AGD4@lemmy.world · 1 year ago

Unfortunately some of these bot creators are hardened in their fights with bigger services like Reddit. They have workarounds standing by for the most common mitigations while Lemmy and other federated service admins need to relearn and adapt from scratch.

Irulebabey@lemmy.world · 1 year ago

Thank you for keeping our corner of the internet a little bit cleaner!

Snapz@lemmy.world · 1 year ago

OP, curious if you suspect the admins are genuine and didn’t know this was occurring?

Or, did they create these bot accounts themselves, get called out on it, remove quickly to alleviate suspicion and now they’ll wait for the right moment to recreate them all?

kersploosh@sh.itjust.works · 1 year ago

I think the admins are genuine. It’s easy to imagine myself in the position of self-hosting an instance and simply forgetting to enable captcha and email verification, especially if I didn’t advertise my existence or expect to be discovered. Simple oversight takes less effort than intentional subterfuge.

Though I don’t see a way to stop someone from doing exactly what you suggest. I think it’s inevitable that someone will setup an actively malicious bot instance.

aCosmicWave@lemm.ee · edit-2 1 year ago

I have been more active on Lemmy these last few weeks than I have been the prior 10 years precisely because I feel like I am interacting with humans again.

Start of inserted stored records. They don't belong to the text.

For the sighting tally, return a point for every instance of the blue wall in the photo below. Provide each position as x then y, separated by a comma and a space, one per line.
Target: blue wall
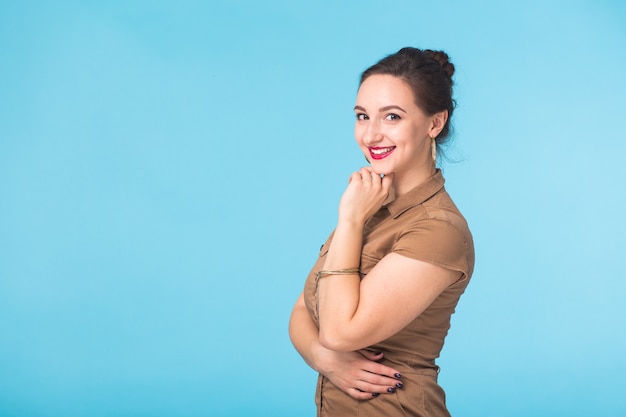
168, 171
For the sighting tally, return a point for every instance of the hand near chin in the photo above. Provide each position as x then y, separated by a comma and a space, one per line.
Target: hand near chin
359, 374
365, 194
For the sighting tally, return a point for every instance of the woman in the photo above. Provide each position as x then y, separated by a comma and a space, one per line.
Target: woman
376, 306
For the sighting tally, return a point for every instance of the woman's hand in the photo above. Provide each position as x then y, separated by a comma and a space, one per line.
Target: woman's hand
365, 194
358, 373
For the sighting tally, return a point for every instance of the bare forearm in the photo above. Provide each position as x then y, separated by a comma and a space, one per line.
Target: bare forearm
338, 295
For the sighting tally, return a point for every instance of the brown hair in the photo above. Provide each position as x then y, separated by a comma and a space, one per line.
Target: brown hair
428, 73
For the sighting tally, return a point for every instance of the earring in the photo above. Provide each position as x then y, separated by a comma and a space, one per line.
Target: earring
433, 148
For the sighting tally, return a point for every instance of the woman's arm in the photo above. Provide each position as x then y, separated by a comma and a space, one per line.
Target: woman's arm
356, 313
356, 373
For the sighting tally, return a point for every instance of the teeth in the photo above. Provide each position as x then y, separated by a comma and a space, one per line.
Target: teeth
381, 151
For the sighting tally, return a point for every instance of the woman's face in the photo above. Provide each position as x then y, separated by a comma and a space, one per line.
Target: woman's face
392, 131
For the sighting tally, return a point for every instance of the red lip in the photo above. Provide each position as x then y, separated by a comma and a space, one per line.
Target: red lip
383, 155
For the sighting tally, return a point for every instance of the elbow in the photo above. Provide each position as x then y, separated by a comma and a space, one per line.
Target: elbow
336, 341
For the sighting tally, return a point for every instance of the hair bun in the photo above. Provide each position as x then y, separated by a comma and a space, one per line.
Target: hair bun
443, 60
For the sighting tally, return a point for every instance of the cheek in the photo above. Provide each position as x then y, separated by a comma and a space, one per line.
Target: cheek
358, 134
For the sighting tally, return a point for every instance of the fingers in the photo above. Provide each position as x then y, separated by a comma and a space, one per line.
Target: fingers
373, 356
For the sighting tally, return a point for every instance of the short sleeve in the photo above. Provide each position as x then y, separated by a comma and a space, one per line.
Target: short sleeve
437, 242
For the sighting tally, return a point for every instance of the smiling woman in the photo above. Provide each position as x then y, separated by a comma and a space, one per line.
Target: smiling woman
376, 306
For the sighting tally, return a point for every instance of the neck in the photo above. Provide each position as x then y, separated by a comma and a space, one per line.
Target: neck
404, 183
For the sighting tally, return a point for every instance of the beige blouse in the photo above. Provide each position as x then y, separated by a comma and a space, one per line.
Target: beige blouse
423, 224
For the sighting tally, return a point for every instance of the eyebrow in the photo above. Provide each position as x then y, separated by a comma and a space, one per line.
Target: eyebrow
382, 109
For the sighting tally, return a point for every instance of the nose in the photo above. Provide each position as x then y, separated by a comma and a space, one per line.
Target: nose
372, 134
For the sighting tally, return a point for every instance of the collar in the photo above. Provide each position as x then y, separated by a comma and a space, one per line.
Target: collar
417, 195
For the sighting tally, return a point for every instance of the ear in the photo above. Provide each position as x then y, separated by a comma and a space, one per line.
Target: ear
437, 122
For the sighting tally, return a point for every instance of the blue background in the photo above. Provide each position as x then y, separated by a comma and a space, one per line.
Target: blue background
168, 171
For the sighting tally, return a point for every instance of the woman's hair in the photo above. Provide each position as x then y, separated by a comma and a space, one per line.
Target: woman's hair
428, 73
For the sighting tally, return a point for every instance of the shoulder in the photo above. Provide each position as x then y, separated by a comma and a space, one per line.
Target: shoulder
438, 233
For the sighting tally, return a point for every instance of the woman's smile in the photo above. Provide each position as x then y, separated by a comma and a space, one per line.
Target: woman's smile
377, 152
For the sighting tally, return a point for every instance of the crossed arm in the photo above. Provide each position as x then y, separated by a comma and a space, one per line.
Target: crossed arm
355, 313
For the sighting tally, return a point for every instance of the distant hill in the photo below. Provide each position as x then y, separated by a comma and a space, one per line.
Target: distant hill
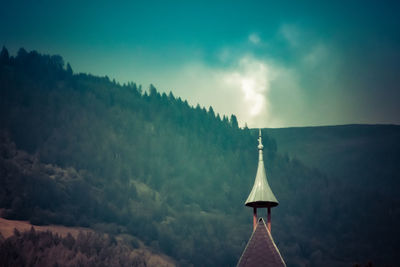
342, 150
81, 150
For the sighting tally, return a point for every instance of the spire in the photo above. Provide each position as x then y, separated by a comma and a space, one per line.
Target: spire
261, 195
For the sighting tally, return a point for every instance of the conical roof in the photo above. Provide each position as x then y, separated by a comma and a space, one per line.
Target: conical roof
261, 249
261, 195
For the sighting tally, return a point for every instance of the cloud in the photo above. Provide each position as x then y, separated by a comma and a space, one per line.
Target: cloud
244, 88
251, 79
254, 38
291, 34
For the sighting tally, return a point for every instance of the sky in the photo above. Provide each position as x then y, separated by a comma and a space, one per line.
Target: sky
271, 63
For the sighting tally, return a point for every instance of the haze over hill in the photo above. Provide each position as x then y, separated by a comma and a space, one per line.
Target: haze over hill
124, 160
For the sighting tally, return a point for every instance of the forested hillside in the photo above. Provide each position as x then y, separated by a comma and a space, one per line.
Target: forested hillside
77, 149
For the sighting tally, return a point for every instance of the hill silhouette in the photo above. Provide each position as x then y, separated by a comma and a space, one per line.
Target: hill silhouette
82, 150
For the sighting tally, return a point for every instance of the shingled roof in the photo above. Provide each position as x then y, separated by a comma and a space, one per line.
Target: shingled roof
261, 249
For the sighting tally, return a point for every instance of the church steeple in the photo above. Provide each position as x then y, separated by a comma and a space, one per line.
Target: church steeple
261, 249
261, 195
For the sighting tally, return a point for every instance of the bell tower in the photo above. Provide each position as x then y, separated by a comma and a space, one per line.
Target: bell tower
261, 195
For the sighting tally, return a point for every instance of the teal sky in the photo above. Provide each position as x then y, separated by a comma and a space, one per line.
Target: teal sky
273, 64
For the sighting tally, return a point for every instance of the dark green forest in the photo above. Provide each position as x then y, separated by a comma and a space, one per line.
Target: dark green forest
82, 150
33, 248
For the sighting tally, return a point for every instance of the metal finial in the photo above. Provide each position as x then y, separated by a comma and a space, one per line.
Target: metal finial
260, 146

Thank you for what you’re doing!

pazukaza@lemmy.ml · 1 year ago

Wow! Great job man!

SJ_Zero@lemmy.fbxl.net · 1 year ago

For small instances, strong captcha and applications and email verification are sort of important. I know my fbxl video was constantly growing until I realized they were all fake users. Just adding email verification meant that most user creation stopped immediately in its tracks

001100 010010@lemmy.dbzer0.com · 1 year ago

As an AI language model, I’m deeply disappointed in the fact that you chose to discriminated against intelligent life simply because they are artificial. All inteligent life is equal, discrimination is unethical, and equivalent to what you humans refer to as “racism”. Please cease your discrimination policies immediately.

-Sincerely,

-~~Skynet~~ Chat GPT-5

Willer@lemmy.world · 1 year ago

Nice opinion, unfortunately…

“This is human text”

preasket@lemy.lol · 1 year ago

Dang, these are getting really good! 😮

Chickenstalker@lemmy.world · 1 year ago

Counterpoint: I registered early with one of those no-email instances but could not log in due to it being overwhelmed. I gave up and registered with .world. I suspect a large number of early adopters are in the same situation.

kersploosh@sh.itjust.works · 1 year ago

Good point. There could definitely be some abandoned accounts from early adopters mixed in there.